I searched through tutorial and Q and A sites on how to do the plot of ROC and calculating the AUC. The answers were telling me about “cut-off”, “threshold”, or some weird terms. And some answers were telling me to use R package to plot the graph. WTF? I know all of these things. My question was, “How can I plot ROC curve with my classifier?!”
So, there was a real gap between what I had known and the problem I faced. The gap was the classifier that I created cannot be used to plot the ROC curve directly. Because my classifier is a discrete classifier. That is, it just predicts with a label, then checks with actual label whether the prediction is true or false. Though, I can improve this result to true positive, false positive, true negative, and false negative, it can only produce one point in the ROC space.
In order to plot the curve, I need a theshold that can be manipulated to produce a sequence of TPRs (true positive rates) and FPRs (false positive rates). If I have a discrete classifier, I can never produce the sequence of TPRs and FPRs.
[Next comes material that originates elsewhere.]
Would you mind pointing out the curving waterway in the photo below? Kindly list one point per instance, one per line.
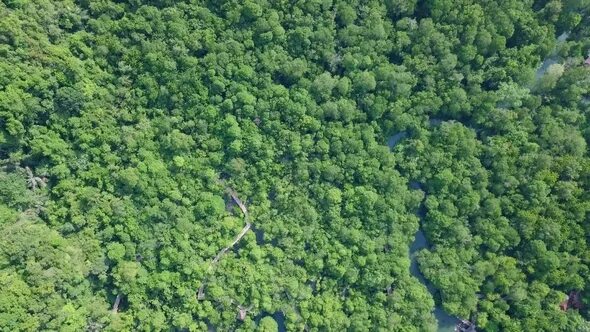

That is my real problem.
In order to solve this, the only solution is to transform my classifier to ranking or scoring classifier. This is the crucial part that solves my problem. Now, the question is, what is the score here? I believe all classifiers involve some calculations to get some values, then only do the prediction whether the input should be labelled as true or false, even it is a discrete classifier. So, that calculated value is the score! Even if your classifier does a random guess, the random value can be used as the score.
As a result, I need to discard the discrete classification when plotting ROC curve. But the discrete classification is stilled being used during the training. So, by adjusting the theshold, for any input that produces the score greater than the theshold will be labelled as the positive. And from here, I just need to check whether it is true positive or false positive. Continuously adjusting the threshold, I can get a sequence of TPRs and FPRs. Yay. No more discrete classification, and the ROC curve produced.
P/S: Maybe this concept is just as simple as ABC, that is why nobody cares and mention it online.